Several thousand people demonstrated in front of Spain's Superior Court of Justice in Catalonia this morning, while current president Artur Mas arrived, flanked by 400 mayors from all over Catalonia, and gave testimony on charges that he misused his office in order to allow a 'participatory process' that allowed Catalans to overwhelming vote in favor of Catalan independence last November 9, 2014. About 2.3 million people (out of 5.5 million) voted, despite scorn and threats from the government, as well as its non-official nature.
The testimony comes on the 75th anniversary, to the day, of the execution by firing squad of Catalonia's earlier president Lluís Companys, who was dragged back from France by the Gestapo and then summarily tried and executed by Francisco Franco's troops. These had the gall to try the president for rebellion, despite that it was Franco and his followers who took up arms against their own government, and that Companys was a democratically elected president, indeed the only incumbent president in Europe to ever be executed. France and Germany apologized for their part in capturing Companys; Spain has repeatedly refused to annul the sentence or apologize for its actions. Whether calling the current president to testify on this date was intentional or not, we do not know, but they evidently saw no need to change the date, once they learned of its significance.

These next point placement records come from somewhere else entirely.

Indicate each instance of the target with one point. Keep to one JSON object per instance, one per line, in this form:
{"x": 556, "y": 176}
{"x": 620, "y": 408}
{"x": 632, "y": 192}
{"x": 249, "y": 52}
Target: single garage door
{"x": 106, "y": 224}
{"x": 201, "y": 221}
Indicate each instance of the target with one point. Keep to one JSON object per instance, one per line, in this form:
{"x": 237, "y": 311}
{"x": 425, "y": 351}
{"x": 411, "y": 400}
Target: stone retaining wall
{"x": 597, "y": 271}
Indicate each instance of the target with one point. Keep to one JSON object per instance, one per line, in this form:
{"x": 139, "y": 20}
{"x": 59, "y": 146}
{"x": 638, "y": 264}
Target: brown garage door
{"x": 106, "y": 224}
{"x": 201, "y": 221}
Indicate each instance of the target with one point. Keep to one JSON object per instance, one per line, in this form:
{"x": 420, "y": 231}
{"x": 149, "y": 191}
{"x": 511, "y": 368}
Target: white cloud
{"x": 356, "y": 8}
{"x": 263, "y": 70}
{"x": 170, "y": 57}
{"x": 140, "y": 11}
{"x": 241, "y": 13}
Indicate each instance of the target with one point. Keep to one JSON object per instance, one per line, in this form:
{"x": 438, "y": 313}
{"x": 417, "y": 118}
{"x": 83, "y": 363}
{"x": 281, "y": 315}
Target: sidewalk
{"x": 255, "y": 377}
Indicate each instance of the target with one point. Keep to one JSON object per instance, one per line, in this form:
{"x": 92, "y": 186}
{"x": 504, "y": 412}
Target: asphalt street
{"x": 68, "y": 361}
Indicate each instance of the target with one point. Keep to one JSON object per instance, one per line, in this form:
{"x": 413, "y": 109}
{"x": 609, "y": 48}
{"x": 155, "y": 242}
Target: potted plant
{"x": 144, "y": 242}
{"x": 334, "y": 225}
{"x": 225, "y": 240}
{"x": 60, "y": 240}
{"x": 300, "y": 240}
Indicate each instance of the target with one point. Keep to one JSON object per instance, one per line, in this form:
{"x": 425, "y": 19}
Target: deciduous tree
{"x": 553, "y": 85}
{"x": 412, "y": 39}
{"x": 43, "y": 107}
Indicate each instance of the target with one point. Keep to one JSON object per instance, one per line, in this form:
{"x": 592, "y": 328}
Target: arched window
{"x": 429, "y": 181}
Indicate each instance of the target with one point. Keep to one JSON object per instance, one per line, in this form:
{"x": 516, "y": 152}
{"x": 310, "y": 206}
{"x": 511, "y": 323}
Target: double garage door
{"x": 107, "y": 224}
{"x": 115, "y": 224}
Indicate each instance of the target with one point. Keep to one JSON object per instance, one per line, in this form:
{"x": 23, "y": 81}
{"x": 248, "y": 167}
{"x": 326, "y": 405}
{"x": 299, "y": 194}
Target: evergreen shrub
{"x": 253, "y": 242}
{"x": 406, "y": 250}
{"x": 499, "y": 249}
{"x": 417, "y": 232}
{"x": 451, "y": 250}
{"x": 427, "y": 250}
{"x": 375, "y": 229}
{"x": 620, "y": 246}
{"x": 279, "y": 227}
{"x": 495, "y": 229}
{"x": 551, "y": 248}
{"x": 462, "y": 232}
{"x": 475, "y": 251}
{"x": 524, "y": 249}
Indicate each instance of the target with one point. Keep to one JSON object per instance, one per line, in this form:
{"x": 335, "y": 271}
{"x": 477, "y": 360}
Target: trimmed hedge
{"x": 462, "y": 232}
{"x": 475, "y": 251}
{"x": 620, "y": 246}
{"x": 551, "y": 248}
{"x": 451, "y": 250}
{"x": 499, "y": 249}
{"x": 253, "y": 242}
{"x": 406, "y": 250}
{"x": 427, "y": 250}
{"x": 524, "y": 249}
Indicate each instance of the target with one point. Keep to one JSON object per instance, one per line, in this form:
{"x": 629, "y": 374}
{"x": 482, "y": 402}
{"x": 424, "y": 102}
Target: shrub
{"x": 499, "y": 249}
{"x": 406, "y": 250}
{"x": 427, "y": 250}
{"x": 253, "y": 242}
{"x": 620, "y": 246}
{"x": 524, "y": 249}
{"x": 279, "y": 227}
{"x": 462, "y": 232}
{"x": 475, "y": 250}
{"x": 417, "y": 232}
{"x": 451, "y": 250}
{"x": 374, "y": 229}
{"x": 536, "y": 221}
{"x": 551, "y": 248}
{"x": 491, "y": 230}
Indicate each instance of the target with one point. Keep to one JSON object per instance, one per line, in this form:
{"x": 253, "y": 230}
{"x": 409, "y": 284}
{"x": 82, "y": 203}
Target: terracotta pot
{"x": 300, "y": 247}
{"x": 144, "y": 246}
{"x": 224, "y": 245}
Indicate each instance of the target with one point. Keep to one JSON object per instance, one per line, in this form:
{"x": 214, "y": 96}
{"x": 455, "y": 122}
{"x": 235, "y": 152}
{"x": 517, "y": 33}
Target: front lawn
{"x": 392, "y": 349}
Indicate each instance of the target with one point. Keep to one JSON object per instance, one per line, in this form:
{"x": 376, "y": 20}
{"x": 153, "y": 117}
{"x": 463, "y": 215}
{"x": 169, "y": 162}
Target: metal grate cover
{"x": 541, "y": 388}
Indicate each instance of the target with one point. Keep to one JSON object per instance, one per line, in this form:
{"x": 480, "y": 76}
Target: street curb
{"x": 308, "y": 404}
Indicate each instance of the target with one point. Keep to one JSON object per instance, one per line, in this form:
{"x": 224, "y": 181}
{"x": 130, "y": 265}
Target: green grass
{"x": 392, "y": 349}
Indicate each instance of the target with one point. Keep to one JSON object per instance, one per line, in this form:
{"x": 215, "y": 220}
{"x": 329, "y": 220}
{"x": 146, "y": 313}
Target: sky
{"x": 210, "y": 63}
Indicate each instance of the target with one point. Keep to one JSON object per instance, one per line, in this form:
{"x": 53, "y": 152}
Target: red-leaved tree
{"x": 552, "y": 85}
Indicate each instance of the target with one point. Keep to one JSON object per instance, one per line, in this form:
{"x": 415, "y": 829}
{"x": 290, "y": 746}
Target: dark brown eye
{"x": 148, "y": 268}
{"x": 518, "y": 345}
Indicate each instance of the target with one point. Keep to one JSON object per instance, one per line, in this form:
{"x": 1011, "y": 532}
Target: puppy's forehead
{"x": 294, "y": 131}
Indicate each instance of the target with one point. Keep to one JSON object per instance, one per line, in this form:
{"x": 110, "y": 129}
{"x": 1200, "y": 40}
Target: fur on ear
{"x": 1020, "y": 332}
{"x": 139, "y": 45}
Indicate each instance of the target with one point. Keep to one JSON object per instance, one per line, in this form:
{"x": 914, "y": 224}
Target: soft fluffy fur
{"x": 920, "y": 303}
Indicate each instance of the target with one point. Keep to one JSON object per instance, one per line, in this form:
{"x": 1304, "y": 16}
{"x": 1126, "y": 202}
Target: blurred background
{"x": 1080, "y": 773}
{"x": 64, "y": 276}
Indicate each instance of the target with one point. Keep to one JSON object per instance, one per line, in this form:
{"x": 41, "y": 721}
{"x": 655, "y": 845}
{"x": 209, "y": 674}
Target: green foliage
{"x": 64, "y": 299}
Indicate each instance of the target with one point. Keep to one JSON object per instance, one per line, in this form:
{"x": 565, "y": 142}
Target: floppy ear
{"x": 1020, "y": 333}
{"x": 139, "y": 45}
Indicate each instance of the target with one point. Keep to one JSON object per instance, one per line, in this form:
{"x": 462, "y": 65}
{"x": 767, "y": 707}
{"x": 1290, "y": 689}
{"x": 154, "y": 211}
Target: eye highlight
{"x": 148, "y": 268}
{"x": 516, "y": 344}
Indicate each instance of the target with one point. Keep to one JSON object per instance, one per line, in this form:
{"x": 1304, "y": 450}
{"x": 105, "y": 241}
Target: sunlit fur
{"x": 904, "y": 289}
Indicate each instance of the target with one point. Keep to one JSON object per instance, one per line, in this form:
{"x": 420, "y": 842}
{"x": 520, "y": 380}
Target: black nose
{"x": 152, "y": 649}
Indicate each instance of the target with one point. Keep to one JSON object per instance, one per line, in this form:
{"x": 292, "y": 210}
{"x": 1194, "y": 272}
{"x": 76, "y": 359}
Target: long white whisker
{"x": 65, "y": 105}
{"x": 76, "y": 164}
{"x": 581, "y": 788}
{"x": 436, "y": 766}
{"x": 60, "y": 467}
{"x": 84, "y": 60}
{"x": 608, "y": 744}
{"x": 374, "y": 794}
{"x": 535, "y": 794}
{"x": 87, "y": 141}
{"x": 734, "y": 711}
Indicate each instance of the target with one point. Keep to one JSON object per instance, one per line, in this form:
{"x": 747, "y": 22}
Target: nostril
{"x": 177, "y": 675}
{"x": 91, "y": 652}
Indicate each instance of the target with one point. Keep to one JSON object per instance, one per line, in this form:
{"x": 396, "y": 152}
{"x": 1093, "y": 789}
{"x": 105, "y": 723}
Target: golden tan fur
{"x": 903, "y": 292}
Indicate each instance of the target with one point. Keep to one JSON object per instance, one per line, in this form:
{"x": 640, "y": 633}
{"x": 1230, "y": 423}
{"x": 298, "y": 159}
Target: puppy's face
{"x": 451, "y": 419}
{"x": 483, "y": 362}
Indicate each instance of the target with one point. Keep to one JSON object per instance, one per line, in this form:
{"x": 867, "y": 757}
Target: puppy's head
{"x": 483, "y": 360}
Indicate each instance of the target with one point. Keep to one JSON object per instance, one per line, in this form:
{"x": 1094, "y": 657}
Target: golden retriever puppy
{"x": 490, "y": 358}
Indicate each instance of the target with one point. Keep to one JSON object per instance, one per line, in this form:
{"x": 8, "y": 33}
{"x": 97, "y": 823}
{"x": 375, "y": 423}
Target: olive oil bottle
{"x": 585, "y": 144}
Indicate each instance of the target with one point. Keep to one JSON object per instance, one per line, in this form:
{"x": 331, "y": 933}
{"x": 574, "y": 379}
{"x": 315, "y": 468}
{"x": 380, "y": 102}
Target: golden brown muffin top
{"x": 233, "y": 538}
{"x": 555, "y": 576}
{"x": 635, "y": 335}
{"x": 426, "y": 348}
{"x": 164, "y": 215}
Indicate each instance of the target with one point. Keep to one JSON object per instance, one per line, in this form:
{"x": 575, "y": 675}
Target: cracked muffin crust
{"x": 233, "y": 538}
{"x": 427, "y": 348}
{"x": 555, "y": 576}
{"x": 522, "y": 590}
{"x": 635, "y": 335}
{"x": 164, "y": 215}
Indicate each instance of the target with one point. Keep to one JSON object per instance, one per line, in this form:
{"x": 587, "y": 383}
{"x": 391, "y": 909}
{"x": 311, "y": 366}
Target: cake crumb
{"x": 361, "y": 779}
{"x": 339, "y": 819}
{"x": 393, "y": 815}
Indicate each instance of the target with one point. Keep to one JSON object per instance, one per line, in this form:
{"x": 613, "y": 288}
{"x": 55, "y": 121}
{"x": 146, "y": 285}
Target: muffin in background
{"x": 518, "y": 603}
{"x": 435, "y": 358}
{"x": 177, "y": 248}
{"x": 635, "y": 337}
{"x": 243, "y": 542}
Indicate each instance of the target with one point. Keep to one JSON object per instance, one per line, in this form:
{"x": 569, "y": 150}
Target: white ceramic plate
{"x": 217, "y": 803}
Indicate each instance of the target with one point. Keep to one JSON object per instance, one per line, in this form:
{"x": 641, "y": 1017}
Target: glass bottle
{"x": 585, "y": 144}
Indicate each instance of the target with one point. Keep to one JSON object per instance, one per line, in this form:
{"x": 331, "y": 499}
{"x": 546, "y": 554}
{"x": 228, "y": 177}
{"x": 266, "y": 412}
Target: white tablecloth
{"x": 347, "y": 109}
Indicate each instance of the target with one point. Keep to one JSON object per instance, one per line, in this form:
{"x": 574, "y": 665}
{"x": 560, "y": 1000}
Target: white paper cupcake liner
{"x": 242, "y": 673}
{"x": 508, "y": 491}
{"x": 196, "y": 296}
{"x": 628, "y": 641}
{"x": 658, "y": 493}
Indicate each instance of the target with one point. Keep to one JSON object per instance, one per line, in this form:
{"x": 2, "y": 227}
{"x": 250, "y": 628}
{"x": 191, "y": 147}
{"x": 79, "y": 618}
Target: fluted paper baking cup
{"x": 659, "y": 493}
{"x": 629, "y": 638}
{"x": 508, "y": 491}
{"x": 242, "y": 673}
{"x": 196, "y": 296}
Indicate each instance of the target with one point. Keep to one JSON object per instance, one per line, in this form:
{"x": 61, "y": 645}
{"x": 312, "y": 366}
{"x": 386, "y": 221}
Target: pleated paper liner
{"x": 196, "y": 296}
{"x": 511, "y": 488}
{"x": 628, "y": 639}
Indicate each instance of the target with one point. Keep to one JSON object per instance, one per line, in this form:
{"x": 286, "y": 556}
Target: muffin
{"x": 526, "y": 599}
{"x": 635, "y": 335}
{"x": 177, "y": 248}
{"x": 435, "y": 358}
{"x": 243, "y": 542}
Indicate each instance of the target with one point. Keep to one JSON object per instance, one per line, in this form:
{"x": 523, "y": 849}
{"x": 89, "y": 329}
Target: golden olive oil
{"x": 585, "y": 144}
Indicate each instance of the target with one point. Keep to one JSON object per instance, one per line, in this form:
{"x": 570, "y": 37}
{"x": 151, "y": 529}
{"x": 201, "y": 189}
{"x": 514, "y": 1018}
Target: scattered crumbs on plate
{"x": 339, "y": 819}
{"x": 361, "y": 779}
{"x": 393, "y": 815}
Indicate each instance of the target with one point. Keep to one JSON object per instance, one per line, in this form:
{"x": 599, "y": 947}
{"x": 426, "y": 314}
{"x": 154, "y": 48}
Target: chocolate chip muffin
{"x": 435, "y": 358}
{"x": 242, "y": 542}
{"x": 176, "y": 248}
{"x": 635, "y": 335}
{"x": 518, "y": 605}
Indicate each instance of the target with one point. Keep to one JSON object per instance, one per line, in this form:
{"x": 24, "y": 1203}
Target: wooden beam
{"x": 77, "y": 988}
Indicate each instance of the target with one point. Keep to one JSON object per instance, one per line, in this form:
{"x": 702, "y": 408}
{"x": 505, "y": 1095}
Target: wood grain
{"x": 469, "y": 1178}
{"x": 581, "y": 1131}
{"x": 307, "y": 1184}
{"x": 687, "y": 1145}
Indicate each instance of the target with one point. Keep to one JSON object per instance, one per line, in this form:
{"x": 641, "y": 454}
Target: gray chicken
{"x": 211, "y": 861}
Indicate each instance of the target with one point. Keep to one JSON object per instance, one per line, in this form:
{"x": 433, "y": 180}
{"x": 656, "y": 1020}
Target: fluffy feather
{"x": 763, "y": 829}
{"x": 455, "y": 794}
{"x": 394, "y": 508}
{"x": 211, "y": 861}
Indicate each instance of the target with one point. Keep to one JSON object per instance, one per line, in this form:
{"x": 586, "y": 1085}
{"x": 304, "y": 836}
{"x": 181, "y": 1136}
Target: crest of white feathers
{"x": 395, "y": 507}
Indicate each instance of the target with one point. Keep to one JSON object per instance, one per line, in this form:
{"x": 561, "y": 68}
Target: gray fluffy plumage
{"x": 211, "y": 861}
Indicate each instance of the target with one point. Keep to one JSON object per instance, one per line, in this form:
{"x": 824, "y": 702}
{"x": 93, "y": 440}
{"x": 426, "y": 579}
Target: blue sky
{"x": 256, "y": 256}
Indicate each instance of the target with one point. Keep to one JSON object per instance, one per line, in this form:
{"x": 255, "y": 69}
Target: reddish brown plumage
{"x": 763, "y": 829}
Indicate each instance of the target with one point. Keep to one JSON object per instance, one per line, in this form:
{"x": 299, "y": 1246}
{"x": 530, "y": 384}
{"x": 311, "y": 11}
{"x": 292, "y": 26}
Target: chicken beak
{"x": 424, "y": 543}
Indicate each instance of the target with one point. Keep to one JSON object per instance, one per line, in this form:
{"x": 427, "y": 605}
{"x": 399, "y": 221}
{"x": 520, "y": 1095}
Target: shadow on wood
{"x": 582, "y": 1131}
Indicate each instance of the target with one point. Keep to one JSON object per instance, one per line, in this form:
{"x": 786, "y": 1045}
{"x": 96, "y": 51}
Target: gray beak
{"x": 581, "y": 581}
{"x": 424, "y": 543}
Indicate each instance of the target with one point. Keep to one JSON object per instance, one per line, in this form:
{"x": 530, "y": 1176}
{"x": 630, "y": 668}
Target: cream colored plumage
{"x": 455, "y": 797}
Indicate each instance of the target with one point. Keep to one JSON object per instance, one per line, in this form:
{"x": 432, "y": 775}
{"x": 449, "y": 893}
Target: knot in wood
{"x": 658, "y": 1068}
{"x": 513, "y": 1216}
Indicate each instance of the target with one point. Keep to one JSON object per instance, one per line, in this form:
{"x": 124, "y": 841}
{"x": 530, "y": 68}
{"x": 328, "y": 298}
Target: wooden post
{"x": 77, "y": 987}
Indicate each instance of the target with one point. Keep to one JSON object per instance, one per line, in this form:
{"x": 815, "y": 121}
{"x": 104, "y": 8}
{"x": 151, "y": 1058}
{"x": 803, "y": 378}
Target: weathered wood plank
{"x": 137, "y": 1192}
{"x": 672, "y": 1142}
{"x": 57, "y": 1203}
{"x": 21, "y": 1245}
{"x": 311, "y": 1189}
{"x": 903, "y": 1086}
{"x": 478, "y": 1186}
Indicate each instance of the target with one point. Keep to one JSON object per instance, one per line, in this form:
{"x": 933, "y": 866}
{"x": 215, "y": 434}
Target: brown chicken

President Mas made a statement at the Catalan Government building a little while later in which he took full responsibility for the vote, but refused to accept that any criminal charges should be brought in consequence. He explained that the Catalan government's actions on the vote could be divided into three periods: First, the government had passed legislation allowing for a non-binding referendum and that he had signed a decree to hold the vote on September 27, but that the Spanish Constitutional Court had suspended the legislation and the decree in record time on September 28 and 29.
On October 14, the president announced that the government would carry out a 'participatory process' with the help of citizen volunteers, and the Spanish government limited itself to scornful comments about said process over the course of the next 15 days. The Catalan government did help organize during those 15 days, but there was no prohibition against it.
When the Spanish government realized that the vote would be successful, the Constitutional Court disallowed the new format as well, but that didn't happen until four or five days before the vote. The President said that after that point, the Catalan government issued no additional orders nor instructions, thereby complying with the prohibition, and that it was volunteers who carried out all actions related to the vote. He also asked whether any Spanish government body had made any move to stop the participatory process and wondered why only the Catalan government was being held to account. He also noted that the Spanish government had disobeyed the Constitutional Court rulings on many occasions with no consequences.
You can find my Storify of the President's remarks.
Former Vice President Joana Ortega, and current Education Minister Irene Rigau gave testimony on Tuesday, another infamous day, the anniversary of the execution of Francesc Ferrer i Guàrdia, the promoter of the Modern School (Escola Modern) in Barcelona.
It's enough to make you think Spain is itching for a confrontation. And to convince you that it doesn't know a lot about democracy.